Bad Sectors on Hard Disk Drive

Bad sectors can occur randomly in a hard drive and render it unreadable by the computer. The disk is divided into multiple sectors for the proper and efficient hard disk operation. Many bits of computer information are stored in these sectors on the hard disk. When the drive is healthy, all the bits and bytes of data on the platters are accurate and is the correct representation of the original information.

When errors occur due to some random sectors becoming bad, the written data bytes in these sectors area would surface out as bad, corrupted or unreadable and lost. Most time users could experience the computer “hang” symptoms when bad sectors are accessed on the hard drive. The computer may display error codes such as cyclic redundancy or CRC errors.

Bad sectors are generally not correctable nor repairable so it is important to make good copies of data before the hard drive deteriorate to a worse condition.

Causes of bad sectors are often attributed to the magnetic properties of the platter losing its strength and effectiveness to retain stored information on the hard disk. Over time the weakening of magnetism is inevitable due to prolonged usage.

Other causes could be due to mechanical failures, power instability during read/write disk operation or sudden power shutdown. Mild head crash can affect the disk platters and also cause bad sectors. Bad sectors could also be signs that hard disk crash is drawing near so take immediate action and have all the data back up as soon as possible.
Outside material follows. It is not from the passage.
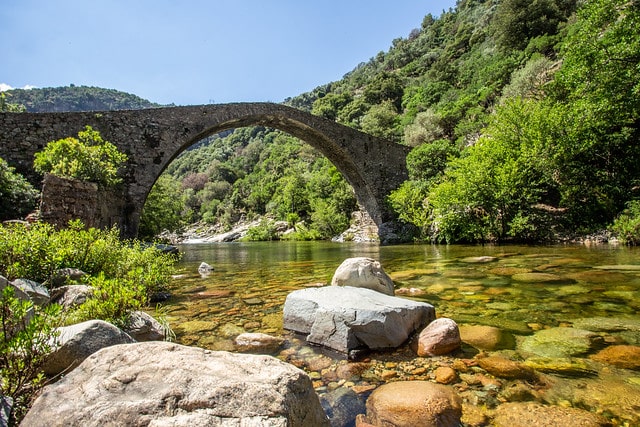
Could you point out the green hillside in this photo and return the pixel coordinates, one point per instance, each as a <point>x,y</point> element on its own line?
<point>523,115</point>
<point>524,118</point>
<point>75,98</point>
An important point to note is that bad sectors could also spread across the entire hard disk and render it totally inaccessible or corrupted. For hard drive having few bad sectors, the computer file systems can usually detect, fix and repair them on its own. If there are critical data on the hard drive that has many bad sectors, it is proper to seek for professional data recovery expert services to salvage as much data as possible.

A hidden cause of bad sectors could be triggered by bad parity checking bits becoming corrupted inside the sectors. Corrupted parity bits can change the checksum when the data streams are read incorrectly and processed by the computer. For such cases, proprietary methods of data recovery can be employed to detect and correct the corrupted parity bits to restore the data loss in the sector.